The 120th anniversary gala was a celebration of that resilience. The room held descendants of survivors, the last living survivor, national civil rights figures, and public officials. The event wasn't about marking a tragedy. It was about honoring what the community built, what it survived, and what it continues to fight for.
APPROACH
The research came first.
We looked at the business fronts along Greenwood Avenue as the community rebuilt, at civil rights-era publications, at contemporary artists working in Tulsa today. Understanding Greenwood's visual language had to come before any design decisions.

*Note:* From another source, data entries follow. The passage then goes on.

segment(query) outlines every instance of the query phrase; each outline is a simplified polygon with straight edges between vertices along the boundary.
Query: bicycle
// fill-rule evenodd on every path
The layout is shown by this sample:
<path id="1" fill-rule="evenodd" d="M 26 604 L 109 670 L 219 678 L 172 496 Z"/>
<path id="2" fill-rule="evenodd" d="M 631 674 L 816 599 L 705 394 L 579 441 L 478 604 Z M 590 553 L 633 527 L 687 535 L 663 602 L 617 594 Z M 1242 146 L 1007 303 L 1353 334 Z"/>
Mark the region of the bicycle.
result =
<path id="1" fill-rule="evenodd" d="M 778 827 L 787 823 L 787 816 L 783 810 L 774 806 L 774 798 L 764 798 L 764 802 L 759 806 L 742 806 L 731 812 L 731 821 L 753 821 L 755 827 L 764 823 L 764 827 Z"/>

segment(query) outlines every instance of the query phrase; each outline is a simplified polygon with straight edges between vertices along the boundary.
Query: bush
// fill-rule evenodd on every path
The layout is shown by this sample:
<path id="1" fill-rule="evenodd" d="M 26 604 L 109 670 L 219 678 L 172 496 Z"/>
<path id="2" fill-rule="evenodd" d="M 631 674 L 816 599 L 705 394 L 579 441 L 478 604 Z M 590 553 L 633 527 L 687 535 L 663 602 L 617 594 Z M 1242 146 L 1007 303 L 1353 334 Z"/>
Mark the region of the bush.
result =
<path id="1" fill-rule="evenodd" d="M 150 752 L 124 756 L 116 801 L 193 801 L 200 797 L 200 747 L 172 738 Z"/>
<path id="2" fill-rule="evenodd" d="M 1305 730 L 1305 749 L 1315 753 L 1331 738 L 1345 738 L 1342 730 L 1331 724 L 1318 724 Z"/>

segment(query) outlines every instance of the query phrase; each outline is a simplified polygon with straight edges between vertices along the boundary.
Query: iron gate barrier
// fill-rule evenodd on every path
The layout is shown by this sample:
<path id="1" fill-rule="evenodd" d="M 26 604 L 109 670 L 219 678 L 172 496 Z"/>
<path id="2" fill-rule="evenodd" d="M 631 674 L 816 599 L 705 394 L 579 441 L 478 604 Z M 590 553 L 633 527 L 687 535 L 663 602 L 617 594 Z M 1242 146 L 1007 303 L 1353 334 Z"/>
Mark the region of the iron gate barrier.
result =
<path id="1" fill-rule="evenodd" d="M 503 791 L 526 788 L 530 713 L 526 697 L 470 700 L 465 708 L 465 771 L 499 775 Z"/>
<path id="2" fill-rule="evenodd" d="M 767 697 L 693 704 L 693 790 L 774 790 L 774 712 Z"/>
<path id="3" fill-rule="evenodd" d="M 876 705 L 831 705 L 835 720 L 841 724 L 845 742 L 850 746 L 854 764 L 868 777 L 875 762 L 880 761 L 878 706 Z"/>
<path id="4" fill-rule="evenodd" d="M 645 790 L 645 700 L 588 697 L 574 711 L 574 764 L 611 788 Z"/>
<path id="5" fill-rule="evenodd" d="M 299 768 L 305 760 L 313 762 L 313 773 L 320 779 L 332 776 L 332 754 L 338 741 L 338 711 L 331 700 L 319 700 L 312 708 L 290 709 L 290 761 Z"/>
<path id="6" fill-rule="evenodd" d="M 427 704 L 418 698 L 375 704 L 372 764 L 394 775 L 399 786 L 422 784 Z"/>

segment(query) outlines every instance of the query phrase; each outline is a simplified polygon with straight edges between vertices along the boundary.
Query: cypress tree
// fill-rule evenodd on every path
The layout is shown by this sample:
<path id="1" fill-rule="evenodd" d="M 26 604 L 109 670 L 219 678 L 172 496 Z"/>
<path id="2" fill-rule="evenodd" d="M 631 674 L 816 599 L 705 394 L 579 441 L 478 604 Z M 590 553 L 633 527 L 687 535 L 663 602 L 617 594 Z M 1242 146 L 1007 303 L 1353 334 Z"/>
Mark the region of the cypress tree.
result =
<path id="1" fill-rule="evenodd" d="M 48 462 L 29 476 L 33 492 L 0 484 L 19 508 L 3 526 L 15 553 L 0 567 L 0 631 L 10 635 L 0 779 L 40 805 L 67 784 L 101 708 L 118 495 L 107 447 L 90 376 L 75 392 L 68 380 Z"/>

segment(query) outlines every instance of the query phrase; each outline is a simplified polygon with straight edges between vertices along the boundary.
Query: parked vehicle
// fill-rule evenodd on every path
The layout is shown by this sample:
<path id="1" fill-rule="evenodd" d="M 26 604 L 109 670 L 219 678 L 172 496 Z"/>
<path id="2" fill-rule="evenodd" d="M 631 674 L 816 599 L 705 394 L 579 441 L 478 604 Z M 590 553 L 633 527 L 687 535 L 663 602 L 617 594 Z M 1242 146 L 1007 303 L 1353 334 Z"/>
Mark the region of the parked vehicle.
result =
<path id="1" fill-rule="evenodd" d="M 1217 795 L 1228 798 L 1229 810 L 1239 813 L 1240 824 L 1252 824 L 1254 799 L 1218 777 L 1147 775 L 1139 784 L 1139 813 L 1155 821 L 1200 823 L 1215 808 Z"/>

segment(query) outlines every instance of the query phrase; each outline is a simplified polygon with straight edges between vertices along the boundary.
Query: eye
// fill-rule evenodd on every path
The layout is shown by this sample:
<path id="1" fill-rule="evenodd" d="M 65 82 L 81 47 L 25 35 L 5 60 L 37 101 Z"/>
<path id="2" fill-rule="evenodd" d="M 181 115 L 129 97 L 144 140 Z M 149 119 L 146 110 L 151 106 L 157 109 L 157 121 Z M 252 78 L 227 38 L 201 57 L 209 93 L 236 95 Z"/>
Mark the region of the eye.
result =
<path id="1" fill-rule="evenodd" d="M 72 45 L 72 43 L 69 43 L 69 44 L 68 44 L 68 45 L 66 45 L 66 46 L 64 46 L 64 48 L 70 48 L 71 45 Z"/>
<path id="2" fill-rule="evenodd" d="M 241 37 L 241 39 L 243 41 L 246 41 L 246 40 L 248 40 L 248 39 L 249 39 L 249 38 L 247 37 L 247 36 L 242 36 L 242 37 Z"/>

The monogram solved a practical problem first. With a name as long as Greenwood 120, a GW mark was a natural solution for smaller applications, but the goal was that it feel commemorative, not just functional. Something that could anchor the system with weight.
The Tulsa Star required the most thought. The client asked us to think about trophy design, about what could serve as a true emblem for the moment. We considered several directions, including an image of a woman from a Crisis magazine cover that felt connected to the spirit of the event. We moved away from it deliberately. It placed a familiar and unfair weight on Black women, and it had no direct ties to Tulsa.
The Tulsa Star did. It was a newspaper that existed in Greenwood before the massacre, documented by the people who lived there. Finding it felt significant precisely because so much of that history was destroyed or erased. Whether it was coverage of the massacre or an ad for an apartment, it was evidence of a life, a community, an existence that survived. That felt like the right thing to build an emblem from.






SUMMARY
This was a commission rooted in history, resilience, and repair.
Third Form Creative Studio was tasked with designing the complete visual identity system for the Greenwood 120 Awards Gala in Tulsa, Oklahoma. A ceremony hosted by Justice for Greenwood marking the 120th anniversary of the Greenwood Massacre.